A matrix is a two dimensional object – basically a vector that has been positioned as multiple columns. All values must be of the same class.

# Generate matrix:

m <- matrix(c(1, 1, 2, 3), ncol = 2)

m
##      [,1] [,2]
## [1,]    1    2
## [2,]    1    3

Matrix objects: Structure


A vector can be structured horizontally (row-wise) or vertically (column-wise) within a matrix:

# Compare matrices built row-wise and column-wise:

matrix(
  c(1, 1, 2, 3),
  ncol = 2, 
  byrow = TRUE)
##      [,1] [,2]
## [1,]    1    1
## [2,]    2    3
matrix(
  c(1, 1, 2, 3),
  ncol = 2, 
  byrow = FALSE)
##      [,1] [,2]
## [1,]    1    2
## [2,]    1    3

Matrix objects: Structure


Because matrices must be homogeneous, all values are forced to be the same type.

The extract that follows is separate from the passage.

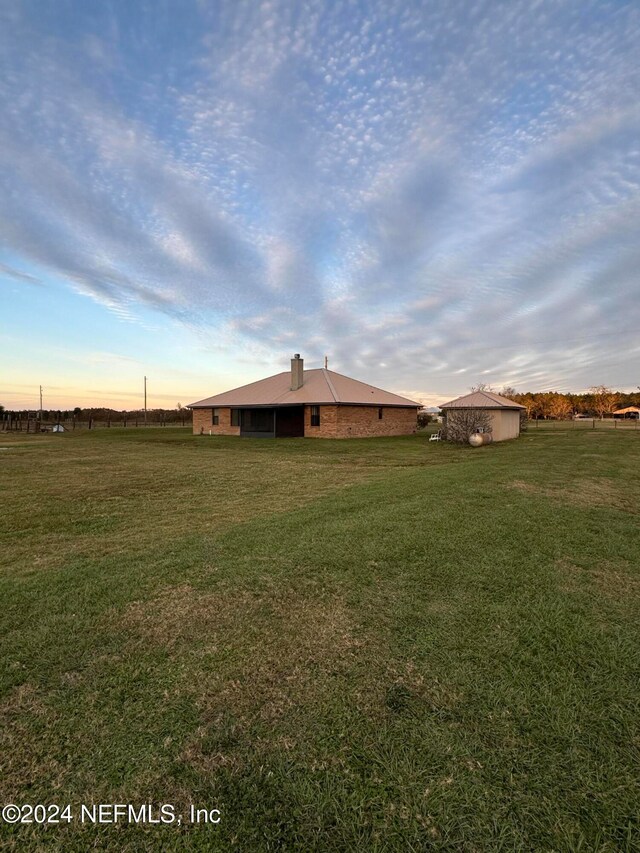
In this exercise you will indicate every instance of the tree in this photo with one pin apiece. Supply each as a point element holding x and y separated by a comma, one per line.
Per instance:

# Matrix built with multiple types:

messyMatrix <- 
  matrix(
    c(1, 'one', 2, 3),
    ncol = 2)

messyMatrix
##      [,1]  [,2]
## [1,] "1"   "2" 
## [2,] "one" "3"

Matrix objects: Indexing


Values in a matrix have a row (x) and column (y) position, denoted by “[x, y]”

[ ,1] [ ,2]
[1, ] 1 2
[2, ] 1 3
# Index by row (x) and column (y) position [x,y]:

m[1,1]

m[2,2]

m[1:2,2]

Matrix objects: Attributes


There are a number of attributes that can be observed for a given matrix:

# View matrix attributes:

class(m)

length(m)

dim(m)

str(m)

summary(m)

Matrix objects: Attributes


You may add a name attribute to rows and columns.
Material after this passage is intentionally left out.